Social media had been a central space for organising and information-sharing since December, when education and health sector workers began demonstrating over pay and the rising cost of living. The government defended the shutdown by pointing to misinformation, disinformation, pornographic content and alleged incitement to hatred.
Human rights groups have pushed back, urging authorities to follow due process and target alleged offenders through lawful prosecutions rather than imposing broad limits on expression. “This sustained intentional interference with access to essential digital communication platforms in Gabon is a blatant disregard for people’s fundamental rights, specifically the freedom of expression and the right to access information,” said Felicia Anthonio, campaign manager at the #KeepItOn coalition, a global alliance of human rights organisations.
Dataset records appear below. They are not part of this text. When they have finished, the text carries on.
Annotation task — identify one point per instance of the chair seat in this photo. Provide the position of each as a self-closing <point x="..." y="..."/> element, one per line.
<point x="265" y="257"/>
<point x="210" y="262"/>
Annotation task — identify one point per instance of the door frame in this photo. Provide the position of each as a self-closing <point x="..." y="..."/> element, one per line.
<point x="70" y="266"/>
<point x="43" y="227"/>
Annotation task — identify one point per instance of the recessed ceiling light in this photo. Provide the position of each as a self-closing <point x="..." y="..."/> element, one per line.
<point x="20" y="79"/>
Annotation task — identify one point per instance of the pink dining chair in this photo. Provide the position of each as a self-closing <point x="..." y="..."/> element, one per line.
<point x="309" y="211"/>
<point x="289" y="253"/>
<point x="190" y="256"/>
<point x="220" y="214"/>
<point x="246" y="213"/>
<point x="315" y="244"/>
One vocal critic, Nelly Ngabima — known online as Princesse de Souba — says she received threats that government officials would make her “disappear from social networks.” Within months her accounts across Facebook, YouTube and TikTok, which together had more than 300,000 followers, were suspended. She alleges state actors create fake accounts using activists’ identities and then report them for identity theft to trigger removals. “Today, Gabonese people even struggle to send a WhatsApp message because they are afraid. They do not even go out with their phones,” she said.
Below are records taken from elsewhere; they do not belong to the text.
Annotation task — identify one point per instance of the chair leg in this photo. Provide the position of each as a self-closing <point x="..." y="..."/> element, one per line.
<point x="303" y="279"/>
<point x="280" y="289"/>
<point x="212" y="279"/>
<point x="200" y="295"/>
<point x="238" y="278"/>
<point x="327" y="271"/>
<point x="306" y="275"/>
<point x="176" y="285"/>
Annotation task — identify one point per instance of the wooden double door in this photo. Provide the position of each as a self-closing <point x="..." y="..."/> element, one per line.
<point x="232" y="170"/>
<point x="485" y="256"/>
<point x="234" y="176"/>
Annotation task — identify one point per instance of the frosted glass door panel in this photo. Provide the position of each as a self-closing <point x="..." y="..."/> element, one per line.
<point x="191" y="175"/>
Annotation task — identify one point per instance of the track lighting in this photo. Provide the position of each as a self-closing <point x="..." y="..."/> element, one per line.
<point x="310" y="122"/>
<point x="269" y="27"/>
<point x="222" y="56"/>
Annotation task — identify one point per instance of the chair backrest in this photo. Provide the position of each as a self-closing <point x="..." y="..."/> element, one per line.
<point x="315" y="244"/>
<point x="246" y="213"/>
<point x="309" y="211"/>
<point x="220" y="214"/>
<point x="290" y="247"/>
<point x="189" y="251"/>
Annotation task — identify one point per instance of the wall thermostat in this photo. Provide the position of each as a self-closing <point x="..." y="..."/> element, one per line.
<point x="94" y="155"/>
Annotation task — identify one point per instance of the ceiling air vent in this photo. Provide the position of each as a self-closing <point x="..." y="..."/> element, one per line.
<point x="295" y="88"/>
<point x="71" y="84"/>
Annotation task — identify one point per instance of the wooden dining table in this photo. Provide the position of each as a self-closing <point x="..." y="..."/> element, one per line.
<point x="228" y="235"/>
The temporary restrictions were lifted in April, but a new regulation passed in February now requires social media users to register with verified names, addresses and national ID numbers. Platforms face fines of up to 50m Central African CFA francs (about £66,000) and potential prison terms for non-compliance. Rights defenders warn the measure effectively enables online surveillance and can chill dissent.
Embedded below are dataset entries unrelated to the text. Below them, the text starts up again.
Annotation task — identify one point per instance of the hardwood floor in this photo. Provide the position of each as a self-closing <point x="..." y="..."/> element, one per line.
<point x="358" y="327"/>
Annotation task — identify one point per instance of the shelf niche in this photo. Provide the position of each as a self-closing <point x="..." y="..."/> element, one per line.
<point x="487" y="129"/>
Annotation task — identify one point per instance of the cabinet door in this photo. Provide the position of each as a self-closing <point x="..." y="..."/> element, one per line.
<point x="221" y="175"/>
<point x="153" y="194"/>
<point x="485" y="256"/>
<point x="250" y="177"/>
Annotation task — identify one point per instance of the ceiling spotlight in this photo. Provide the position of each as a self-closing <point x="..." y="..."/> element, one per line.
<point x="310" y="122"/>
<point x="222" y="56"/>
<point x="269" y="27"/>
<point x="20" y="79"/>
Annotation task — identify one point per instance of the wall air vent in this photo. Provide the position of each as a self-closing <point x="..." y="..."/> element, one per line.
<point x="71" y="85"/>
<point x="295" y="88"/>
The social media rules form part of a wider set of legal changes critics say codify a crackdown on dissent. A controversial nationality code published last month has drawn criticism for measures that opponents say narrow the rights of naturalised citizens and make it easier for the state to strip people of citizenship.
A government spokesperson, Charles Edgard Mombo, downplayed the broader implications, arguing that criticism concerned “not so much the substance of the debate as its form,” and noting that article 99 of Gabon’s constitution requires parliament to ratify presidential ordinances issued during times of urgency.
Opposition figures have faced direct pressure. Former prime minister and opposition leader Alain-Claude Bilie-By-Nze, who had filed a court challenge to the social media restrictions in Libreville, was arrested in April on charges linked to an alleged fraud and breach of trust from 2008; his supporters say the charges are politically motivated.
Ngabima’s warnings carry weight because of her past role inside the state security apparatus. She served as an intelligence operative between 2015 and 2019, and says her work included tapping phones and monitoring messages from politicians and military figures. Now based in France, she says that experience informs her concerns about the regime’s capacity to surveil those it considers dissidents.
Gabon is an oil-rich country with a young population, but poverty is widespread: about a third of people live in deep poverty, and citizens commonly complain of nepotism and corruption. The country also has recent experience of internet cuts: the penultimate shutdown occurred in August 2023 before a disputed election won by Ali Bongo; the internet was restored four days later after the military removed Bongo from power and placed him under house arrest.
General Brice Oligui Nguema, who led the 2023 removal of the Bongo family and presented himself as a reformer, won the 2025 presidential election with more than 90% of the vote in a ballot that was more open to media scrutiny than previous contests. Still, critics say Oligui — a relative of the Bongos and long part of the country’s security architecture — is using many of the same heavy-handed tactics as his predecessors, especially in opaque economic management and the suppression of dissent.
“Today Gabonese people still die of hunger, have no jobs and struggle to get medical treatment … all that already existed during Ali Bongo’s time,” Ngabima said. “In reality, strictly speaking, nothing has changed. You cannot remove Mr Ali Bongo because you condemned certain behaviours and then arrive and reproduce the same. That is not possible.”
Rights groups continue to call for restraint: they want authorities to respect freedom of expression, avoid blanket restrictions, and use fair judicial procedures if they believe laws have been broken. For many Gabonese, the recent restrictions on digital life have become another front in a longer struggle over political space, accountability and basic rights.